La pintura de Tomás López Ramos se ha vuelto luminosa. Y no es que antes no lo fuera. Lo que pasa es que desde hace más de treinta años López Ramos se fue internando en los dulces misterios del claroscuro, produciendo una pintura intimista, de tonos sordos y graves. En esas pinturas, el tema (generalmente amable) era un pretexto que le permitía enfrentar diariamente las faenas propias del ejercicio pictórico.
En su obra, Tomás López Ramos rehuye del discurso, de la proclama y del panfleto quizás por la convicción íntima de que el destino de un cuadro no ha de ser el de cambiar el mundo. Parecería bastarle con poder cambiar el rincón oscuro y gris de alguna casa.
He oído decir que su manera de pintar ha transitado bajo el influjo del maestro Gilberto Hernández Ortega, con quien compartió taller durante los años bohemios de la zona colonial. Sin embargo, a pesar de la afinidad entre el benemérito maestro y el consagrado discípulo, no es necesario hacer notar las diferencias, por ser estas marcadas y numerosas.
Mientras en la obra Hernández Ortega se escuchan clamores de angustia, desde un fondo de tinieblas, la pintura de López Ramos es salpicada con sutileza por las chispas de la ironía y la causticidad. Aún si el espíritu libre e intenso de Hernández Ortega se hubiera escondido tras los lienzos de López Ramos, esta exposición demuestra que él ha sabido escabullirse de todo posible maleficio y encontrado desde hace décadas su propias senda.
Ese sendero se ve ahora despejado. La trayectoria de los treinta años precedentes sirvió a López Ramos para lograr reducir el color a sus principios esenciales, dejando que la forma apareciera entre sombras y brumas; mientras los fondos, hechos sobre una base de tierra de Siena tostada y azules de cobalto, le servían de soporte a objetos que se veían tocados por una luz envolvente y serena.
Ahora, Tomás López Ramos expone en el mesón de Bari (es decir, en casa) una serie de paisajes abruptos o tropicales que se aventuran por ensenadas luminosas, donde el sol estalla como el mar sobre las rocas y donde los bodegones son poseídos por diversas calidades de esa irrupción solar.
El hilo sinuoso que liga y da unidad al conjunto denota que la preocupación primordial del artista sigue siendo la de lograr la excelencia del oficio. Su arte consiste en el puro y simple deleite de pintar. Así la pincelada libre y gozosa atrapa y domina los destellos luminosos con precisión y gracia.
Usando el taller como refugio, la labor pictórica de López Ramos se convierte en un acto interior de reflexión, más que de evasión. Y es ese ejercicio mismo lo que le ampara frente a un mundo convulso e injusto al que el artista ni condena ni exalta, sino que contempla a través de los reflejos olorosos de un vino amontillado.
Tomás pinta con fruición, con desenfado. Desde su balcón, desde un caserón cuyos cimientos se echaron hace siglos él pinta y respira el zumo de tiempo adherido a sus gruesas paredes. No se transpira resabio o resquemor. Se advierte que el pintor conoce bien, y acepta los límites inexorables de su naturaleza humana y de la existencia.
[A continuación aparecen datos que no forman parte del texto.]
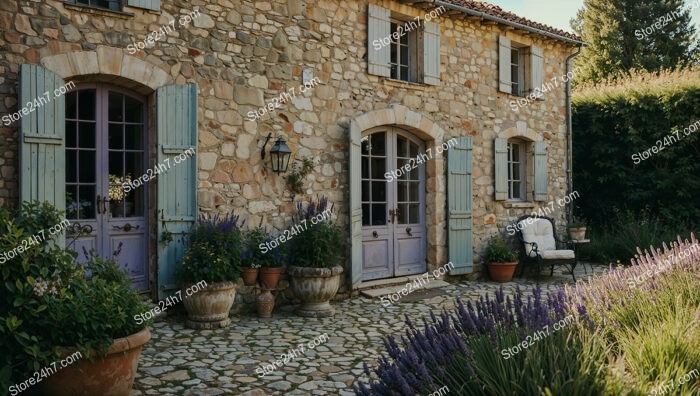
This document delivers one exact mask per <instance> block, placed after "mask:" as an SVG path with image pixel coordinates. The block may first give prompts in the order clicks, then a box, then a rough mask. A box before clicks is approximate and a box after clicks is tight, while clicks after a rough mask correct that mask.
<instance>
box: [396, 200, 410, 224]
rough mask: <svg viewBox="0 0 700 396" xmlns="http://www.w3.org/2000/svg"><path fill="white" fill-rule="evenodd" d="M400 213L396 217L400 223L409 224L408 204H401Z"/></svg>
mask: <svg viewBox="0 0 700 396" xmlns="http://www.w3.org/2000/svg"><path fill="white" fill-rule="evenodd" d="M398 209H399V215H398V217H397V218H396V221H397V223H398V224H408V204H399V205H398Z"/></svg>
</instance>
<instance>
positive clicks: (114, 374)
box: [41, 327, 151, 396]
Así nos llega López Ramos, de las postrimerías del siglo XX con su fajo de imágenes que no cuentan historias, que no pronuncian discursos, que no tratan de imponer una conducta a nadie. Simplemente son, están allí con la misma elocuencia de los objetos allí representados. Porque López Ramos se ampara en su propio mundo y lo recrea. No hay por qué complicar esos elementos cotidianos que compone en sus telas, simplemente hay que dejar que la luz matinal los moldee y los bañe.
La de fines últimos o de significados. Él demuestra, quizás sin proponérselo, que el arte no precisa tratar un tema nuevo para renovarse y enriquecerse. Demuestra que la disciplina del oficio sosegado y paciente sigue siendo uno de los fundamentos del quehacer pictórico. Evidencia, pura y simplemente, la contribución que el carácter de un creador otorga a esos objetos y a esos paisajes con que nos encontramos a cada paso en el diario vivir.